Een kernvraag in het hele debat – een vraag waar wij ook het antwoord niet op weten – is bijgevolg waarom de religieuze levensstijl zo bedreigend overkomt. Een standaardantwoord is hier het wijzen op het geweld dat religies zouden veroorzaken. Als we met een nuchtere blik naar de geschiedenis en naar de wereld kijken, dan zien we dat geweld vooral een menselijk probleem is. Wij zien niet in waarom er een sterkere band zou zijn tussen religie en geweld dan tussen mens en geweld. Wij zien zeker niet in waarom een religieuze praktijk van mensen moet beknot worden omdat er ooit en ergens elementen uit die praktijk een rol spelen in een gewelddadig conflict. Dat deze levensstijl vaker dan andere levensstijlen tot geweld moet leiden is een onbewezen en onbewijsbare hypothese, en dus geen hypothese, maar een dogma.
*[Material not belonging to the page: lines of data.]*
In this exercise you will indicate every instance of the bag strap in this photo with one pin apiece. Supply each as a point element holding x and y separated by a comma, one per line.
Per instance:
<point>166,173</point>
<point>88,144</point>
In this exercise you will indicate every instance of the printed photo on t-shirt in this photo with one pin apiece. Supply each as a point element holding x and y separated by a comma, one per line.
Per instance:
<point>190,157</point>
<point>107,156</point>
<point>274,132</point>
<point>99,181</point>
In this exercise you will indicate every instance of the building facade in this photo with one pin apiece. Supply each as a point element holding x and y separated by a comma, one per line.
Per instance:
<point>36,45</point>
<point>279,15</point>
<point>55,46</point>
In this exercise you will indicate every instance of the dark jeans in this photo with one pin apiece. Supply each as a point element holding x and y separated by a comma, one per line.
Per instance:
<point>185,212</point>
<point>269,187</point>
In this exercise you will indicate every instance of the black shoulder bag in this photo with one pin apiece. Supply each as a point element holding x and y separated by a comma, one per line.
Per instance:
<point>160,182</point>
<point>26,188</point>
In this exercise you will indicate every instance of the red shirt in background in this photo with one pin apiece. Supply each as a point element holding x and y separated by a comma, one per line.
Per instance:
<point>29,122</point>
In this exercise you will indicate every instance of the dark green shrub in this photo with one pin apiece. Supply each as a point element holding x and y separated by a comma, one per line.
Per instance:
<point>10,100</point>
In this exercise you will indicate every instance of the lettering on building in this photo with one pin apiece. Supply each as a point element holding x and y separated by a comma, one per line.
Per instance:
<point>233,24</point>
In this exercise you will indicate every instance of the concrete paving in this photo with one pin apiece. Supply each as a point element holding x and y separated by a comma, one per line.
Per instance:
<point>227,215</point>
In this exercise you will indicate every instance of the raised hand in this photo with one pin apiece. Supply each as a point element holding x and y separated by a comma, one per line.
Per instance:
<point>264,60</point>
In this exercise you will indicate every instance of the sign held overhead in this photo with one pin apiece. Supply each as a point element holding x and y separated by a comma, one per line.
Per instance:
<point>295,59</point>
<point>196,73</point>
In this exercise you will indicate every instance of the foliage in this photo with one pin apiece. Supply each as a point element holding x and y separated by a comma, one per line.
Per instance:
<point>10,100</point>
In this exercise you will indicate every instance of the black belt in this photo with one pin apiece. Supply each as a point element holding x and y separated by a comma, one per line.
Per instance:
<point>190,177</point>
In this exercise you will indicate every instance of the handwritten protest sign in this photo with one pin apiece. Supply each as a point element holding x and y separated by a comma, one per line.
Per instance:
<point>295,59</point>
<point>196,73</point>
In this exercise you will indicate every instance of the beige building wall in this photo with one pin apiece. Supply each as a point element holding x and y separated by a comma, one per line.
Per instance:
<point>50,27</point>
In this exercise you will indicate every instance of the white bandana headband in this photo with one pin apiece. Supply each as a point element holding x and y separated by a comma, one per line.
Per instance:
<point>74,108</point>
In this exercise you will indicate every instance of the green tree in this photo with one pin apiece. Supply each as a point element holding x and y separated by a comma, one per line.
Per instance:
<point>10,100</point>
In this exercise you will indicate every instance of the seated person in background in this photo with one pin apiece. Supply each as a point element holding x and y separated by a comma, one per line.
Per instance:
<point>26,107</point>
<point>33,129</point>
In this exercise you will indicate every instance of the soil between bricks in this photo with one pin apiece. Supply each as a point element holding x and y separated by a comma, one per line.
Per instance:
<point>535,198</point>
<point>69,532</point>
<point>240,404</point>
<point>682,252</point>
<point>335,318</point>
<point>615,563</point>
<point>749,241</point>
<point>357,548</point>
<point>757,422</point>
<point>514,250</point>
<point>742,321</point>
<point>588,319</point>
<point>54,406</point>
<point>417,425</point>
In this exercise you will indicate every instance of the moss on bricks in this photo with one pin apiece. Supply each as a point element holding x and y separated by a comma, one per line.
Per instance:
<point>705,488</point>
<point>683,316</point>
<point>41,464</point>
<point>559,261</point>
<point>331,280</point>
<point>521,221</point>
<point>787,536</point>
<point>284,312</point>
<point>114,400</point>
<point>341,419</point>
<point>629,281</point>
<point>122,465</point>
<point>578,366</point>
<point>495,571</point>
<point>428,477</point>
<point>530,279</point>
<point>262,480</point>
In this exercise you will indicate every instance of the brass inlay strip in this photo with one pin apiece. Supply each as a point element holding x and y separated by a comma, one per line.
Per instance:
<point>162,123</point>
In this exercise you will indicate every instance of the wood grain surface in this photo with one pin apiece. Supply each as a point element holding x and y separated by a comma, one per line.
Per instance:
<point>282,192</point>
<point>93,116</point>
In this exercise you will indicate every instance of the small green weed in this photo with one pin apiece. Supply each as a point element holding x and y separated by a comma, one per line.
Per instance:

Biografische noot: ooit op de luchthaven van Heathrow eens een sikh met tulband achter de monitor van de bagagescanner zien staan. Vluchtig rondkijken leerde: niemand was verontrust. We waren duidelijk niet meer in het Vlaanderen, dat nog niet in het reine is met zijn religieuze verleden en waar bij momenten hysterisch wordt gedaan over godsdienst.

Een lange weg

Nog een laatste punt. Een interessante casus die Bekaert naar voren schuift is die van een discussiërende klasgroep waarin een aantal vrouwen met een hoofddoek aanwezig zijn. Hij weet uit eigen ervaring dat niet-gesluierde mensen niet altijd vrijuit durven spreken geconfronteerd met al dat textiel. Wij zouden hierop het volgende willen zeggen.

Er is inderdaad nog een lange weg af te leggen op het gebied van burgerschap en omgaan met diversiteit in onze samenleving. Mensen zouden inderdaad moeten durven hun mening te uiten, ook als ze weten dat ze daarmee in conflict komen met overtuigingen die anderen dicht op de huid zitten.

Dit betekent dat de niet-gesluierden onder Bekaert zijn studenten zullen moeten leren toch hun mening te uiten in de omstandigheden die hij beschrijft en dat mensen die eventueel problemen hebben met homoseksualiteit ook een respectvol gesprek moeten kunnen aangaan wanneer in het gezelschap van twee mannen die liefdevol elkaars hand vasthouden.

Het is duidelijk dat voor Bekaert religieuze symbolen bijzonder explosieve en gevaarlijke elementen zijn in de samenleving, die goed onder controle gehouden moeten worden. De vraag is echter of hij inderdaad de karikaturen die Safâa Achnak van het Westen zou maken niet beantwoord met karikaturen over de godsdienst. Het is bij momenten bevreemdend te zien hoe mensen die in de traditie staan van de Verlichting, wanneer het over godsdienst gaat, plots bereid zijn de grootste vooroordelen en dogma’s over de religie boven te halen. Daarom één advies aan Bekaert: sapere aude, of: durf te weten!